Argel multiplica las referencias al Sáhara para ocultar sus fragilidades económicas, mientras su cooperación bilateral con Mozambique sigue marcada por promesas incumplidas.
La visita oficial del presidente mozambiqueño Daniel Chapo a Argelia, los días 5 y 6 de septiembre, fue presentada como una gran reactivación de las relaciones entre Argel y Maputo. Los dos jefes de Estado elogiaron sus «vínculos históricos» nacidos de la solidaridad anticolonial y anunciaron nuevos proyectos en los sectores agrícola, energético y comercial. Pero detrás de esta puesta en escena de una cooperación Sur-Sur ejemplar, el presidente Abdelmadjid Tebboune busca sobre todo mantener una fachada diplomática activa mientras su país atraviesa una crisis económica persistente.
Argelia, cuya economía sigue siendo dependiente de los hidrocarburos, tiene dificultades para diversificar sus ingresos. Los ingresos del petróleo y del gas, sometidos a la volatilidad del mercado, ya no bastan para cubrir los crecientes déficits presupuestarios ni para frenar el desempleo estructural que golpea a una juventud sin perspectivas. En este contexto, la diplomacia argelina sigue esgrimiendo el expediente del Sáhara como palanca política e ideológica. El comunicado conjunto publicado al término de la reunión puso a este territorio en el mismo nivel que Palestina o la antigua Rodesia del Sur, confirmando el uso recurrente de este asunto como herramienta diplomática.

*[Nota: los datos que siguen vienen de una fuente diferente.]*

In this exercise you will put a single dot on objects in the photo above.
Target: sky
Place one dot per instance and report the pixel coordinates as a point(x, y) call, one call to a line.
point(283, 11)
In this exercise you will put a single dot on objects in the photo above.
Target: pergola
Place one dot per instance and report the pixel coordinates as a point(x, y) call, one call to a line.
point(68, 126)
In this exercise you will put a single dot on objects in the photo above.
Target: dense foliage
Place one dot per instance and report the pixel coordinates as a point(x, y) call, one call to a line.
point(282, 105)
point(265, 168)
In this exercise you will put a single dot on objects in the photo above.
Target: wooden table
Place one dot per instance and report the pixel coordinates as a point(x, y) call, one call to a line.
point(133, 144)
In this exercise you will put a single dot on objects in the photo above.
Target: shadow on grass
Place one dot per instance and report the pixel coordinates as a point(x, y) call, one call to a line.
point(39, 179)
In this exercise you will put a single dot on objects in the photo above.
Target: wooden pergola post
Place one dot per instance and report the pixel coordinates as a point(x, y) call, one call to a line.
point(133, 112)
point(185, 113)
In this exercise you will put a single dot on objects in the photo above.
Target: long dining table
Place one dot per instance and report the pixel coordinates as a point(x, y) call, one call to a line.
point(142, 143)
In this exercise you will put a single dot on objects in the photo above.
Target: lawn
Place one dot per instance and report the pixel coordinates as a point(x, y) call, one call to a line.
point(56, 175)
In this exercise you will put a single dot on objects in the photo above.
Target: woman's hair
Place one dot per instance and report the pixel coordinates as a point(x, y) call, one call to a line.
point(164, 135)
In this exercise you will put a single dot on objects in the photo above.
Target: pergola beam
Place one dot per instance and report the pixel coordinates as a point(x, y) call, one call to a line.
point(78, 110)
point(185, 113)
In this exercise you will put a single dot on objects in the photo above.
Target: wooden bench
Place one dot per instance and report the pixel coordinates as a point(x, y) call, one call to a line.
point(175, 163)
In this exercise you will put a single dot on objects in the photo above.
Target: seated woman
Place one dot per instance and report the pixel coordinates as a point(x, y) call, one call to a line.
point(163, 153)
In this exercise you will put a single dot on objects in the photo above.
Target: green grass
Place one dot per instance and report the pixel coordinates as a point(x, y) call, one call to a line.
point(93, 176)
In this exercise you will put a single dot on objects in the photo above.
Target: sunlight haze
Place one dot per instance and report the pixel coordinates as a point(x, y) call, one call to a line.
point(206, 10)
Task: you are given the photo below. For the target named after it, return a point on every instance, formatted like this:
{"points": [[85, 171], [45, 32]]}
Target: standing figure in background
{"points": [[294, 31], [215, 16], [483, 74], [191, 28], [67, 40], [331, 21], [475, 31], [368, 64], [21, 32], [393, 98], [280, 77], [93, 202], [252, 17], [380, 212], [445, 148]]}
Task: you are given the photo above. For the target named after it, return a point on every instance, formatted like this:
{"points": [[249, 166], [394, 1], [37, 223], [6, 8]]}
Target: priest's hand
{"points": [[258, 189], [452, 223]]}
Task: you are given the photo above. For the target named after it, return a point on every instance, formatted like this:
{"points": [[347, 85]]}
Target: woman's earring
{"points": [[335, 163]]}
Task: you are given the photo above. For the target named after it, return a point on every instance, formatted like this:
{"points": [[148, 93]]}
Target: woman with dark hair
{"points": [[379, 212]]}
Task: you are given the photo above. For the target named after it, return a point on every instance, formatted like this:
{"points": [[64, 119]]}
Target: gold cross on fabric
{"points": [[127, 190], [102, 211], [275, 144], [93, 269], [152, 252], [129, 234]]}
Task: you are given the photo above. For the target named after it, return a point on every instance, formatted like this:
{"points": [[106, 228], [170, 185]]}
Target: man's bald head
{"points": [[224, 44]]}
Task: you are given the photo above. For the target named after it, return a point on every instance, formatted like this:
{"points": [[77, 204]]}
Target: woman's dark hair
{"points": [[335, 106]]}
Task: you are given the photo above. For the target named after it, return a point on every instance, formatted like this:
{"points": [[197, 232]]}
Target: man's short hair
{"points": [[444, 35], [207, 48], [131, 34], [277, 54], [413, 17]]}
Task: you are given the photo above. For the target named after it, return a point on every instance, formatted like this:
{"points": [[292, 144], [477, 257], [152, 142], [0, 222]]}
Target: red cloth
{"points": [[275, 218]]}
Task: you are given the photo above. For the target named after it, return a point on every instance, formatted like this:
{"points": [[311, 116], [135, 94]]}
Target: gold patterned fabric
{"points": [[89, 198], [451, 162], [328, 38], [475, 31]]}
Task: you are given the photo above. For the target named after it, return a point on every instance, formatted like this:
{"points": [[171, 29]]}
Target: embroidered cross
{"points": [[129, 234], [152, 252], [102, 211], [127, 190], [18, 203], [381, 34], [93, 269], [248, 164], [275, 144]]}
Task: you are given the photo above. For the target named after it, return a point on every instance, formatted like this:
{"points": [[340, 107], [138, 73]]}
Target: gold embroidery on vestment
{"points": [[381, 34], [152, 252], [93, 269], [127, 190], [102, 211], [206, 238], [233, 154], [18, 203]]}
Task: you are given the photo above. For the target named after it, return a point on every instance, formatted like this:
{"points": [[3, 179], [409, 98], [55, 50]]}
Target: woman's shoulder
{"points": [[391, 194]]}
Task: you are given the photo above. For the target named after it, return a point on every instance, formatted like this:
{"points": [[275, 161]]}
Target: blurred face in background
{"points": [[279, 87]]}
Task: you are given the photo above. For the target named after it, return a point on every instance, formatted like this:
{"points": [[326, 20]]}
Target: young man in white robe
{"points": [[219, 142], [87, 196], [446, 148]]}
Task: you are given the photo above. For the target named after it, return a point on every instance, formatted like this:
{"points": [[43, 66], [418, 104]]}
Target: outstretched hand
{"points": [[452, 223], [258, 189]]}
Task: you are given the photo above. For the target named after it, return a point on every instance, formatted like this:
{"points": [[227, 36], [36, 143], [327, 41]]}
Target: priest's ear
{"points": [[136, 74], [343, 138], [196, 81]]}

Esta estrategia busca atraer a ciertos Estados africanos a una causa presentada como «sagrada», al tiempo que intenta contrarrestar la creciente influencia de Marruecos, firmemente implantado en las cadenas de valor continentales gracias a una diplomacia económica activa. El contraste es evidente: mientras Rabat invierte en energías renovables, corredores logísticos e infraestructuras, Argel se repliega en una diplomacia memorial que recuerda la edad de oro del tercermundismo, pero que difícilmente produce resultados concretos.
El anunciado lanzamiento de un Consejo de Negocios mixto argelino-mozambiqueño, previsto desde 2021, ilustra este desfase entre discurso y acción. Varios acuerdos bilaterales firmados en los últimos años –en agricultura, energía o servicios consulares– nunca han pasado de la etapa declarativa, por falta de un sector privado argelino suficientemente dinámico y de una estrategia económica clara.

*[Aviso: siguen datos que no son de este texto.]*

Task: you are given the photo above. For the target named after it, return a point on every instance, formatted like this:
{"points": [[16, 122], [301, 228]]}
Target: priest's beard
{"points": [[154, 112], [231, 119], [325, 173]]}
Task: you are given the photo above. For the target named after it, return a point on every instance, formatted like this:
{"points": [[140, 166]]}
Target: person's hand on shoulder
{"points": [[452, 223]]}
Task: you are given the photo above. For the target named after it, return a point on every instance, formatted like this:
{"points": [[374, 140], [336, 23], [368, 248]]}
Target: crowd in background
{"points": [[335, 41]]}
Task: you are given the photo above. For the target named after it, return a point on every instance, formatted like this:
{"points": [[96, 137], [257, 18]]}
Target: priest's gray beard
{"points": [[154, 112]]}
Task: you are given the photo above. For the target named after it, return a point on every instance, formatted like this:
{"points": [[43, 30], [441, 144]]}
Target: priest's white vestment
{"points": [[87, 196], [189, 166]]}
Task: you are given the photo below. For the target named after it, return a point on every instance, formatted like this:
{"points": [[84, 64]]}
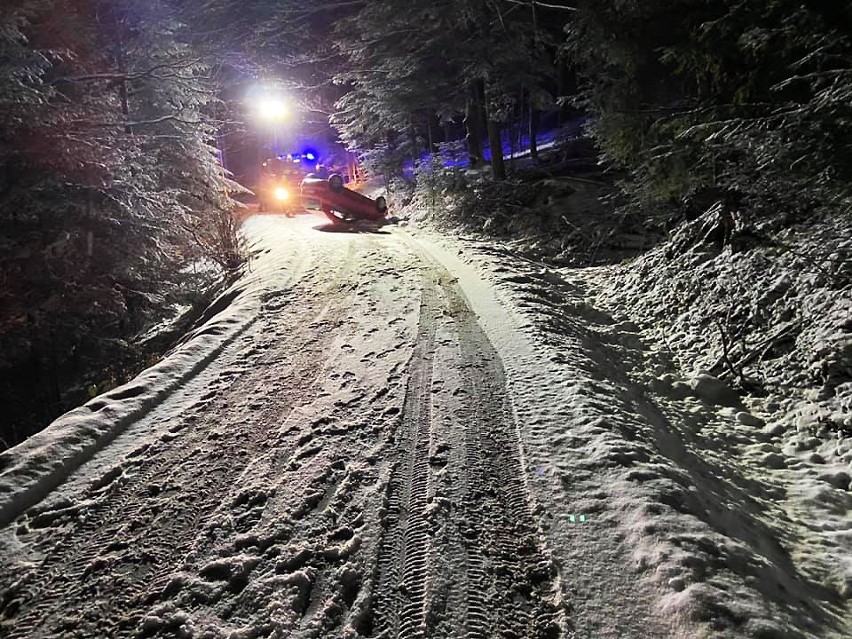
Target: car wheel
{"points": [[335, 183]]}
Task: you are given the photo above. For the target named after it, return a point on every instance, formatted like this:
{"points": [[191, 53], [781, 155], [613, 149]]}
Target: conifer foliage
{"points": [[109, 188]]}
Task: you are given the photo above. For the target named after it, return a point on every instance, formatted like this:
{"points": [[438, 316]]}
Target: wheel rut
{"points": [[461, 554], [116, 552]]}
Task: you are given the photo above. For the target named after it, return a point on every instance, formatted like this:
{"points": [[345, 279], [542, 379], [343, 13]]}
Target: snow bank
{"points": [[30, 470]]}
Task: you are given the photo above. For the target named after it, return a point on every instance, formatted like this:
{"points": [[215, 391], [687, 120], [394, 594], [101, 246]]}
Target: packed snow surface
{"points": [[384, 433]]}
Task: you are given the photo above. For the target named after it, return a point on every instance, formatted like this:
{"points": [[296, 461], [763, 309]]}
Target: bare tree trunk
{"points": [[533, 133], [495, 142], [474, 130]]}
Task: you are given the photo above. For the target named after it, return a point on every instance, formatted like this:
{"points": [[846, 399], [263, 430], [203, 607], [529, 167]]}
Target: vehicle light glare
{"points": [[272, 109]]}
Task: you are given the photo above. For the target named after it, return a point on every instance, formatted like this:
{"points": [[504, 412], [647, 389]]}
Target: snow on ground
{"points": [[742, 528], [379, 434]]}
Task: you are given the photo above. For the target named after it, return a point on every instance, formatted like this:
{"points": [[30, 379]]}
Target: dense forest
{"points": [[116, 211]]}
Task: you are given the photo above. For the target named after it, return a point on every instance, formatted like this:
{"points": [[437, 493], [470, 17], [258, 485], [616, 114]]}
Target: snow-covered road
{"points": [[368, 439]]}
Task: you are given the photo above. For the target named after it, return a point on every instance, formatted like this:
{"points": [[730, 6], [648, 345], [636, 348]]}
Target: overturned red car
{"points": [[340, 205]]}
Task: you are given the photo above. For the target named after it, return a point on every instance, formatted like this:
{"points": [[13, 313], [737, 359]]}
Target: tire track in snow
{"points": [[121, 554], [500, 580], [402, 569]]}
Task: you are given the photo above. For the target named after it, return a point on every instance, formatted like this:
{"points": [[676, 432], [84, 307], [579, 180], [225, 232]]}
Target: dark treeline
{"points": [[110, 186], [109, 190]]}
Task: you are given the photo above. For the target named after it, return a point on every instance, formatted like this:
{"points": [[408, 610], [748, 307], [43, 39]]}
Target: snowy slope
{"points": [[398, 434]]}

Al reactivar sus alianzas africanas, Argel intenta preservar un papel diplomático central en el continente. Pero la repetición de referencias al Sáhara subraya sobre todo la incapacidad del poder para proponer una visión económica sostenible. Más que un proyecto estructurante, la diplomacia argelina se asemeja a una puesta en escena ideológica destinada a ocultar las urgencias internas.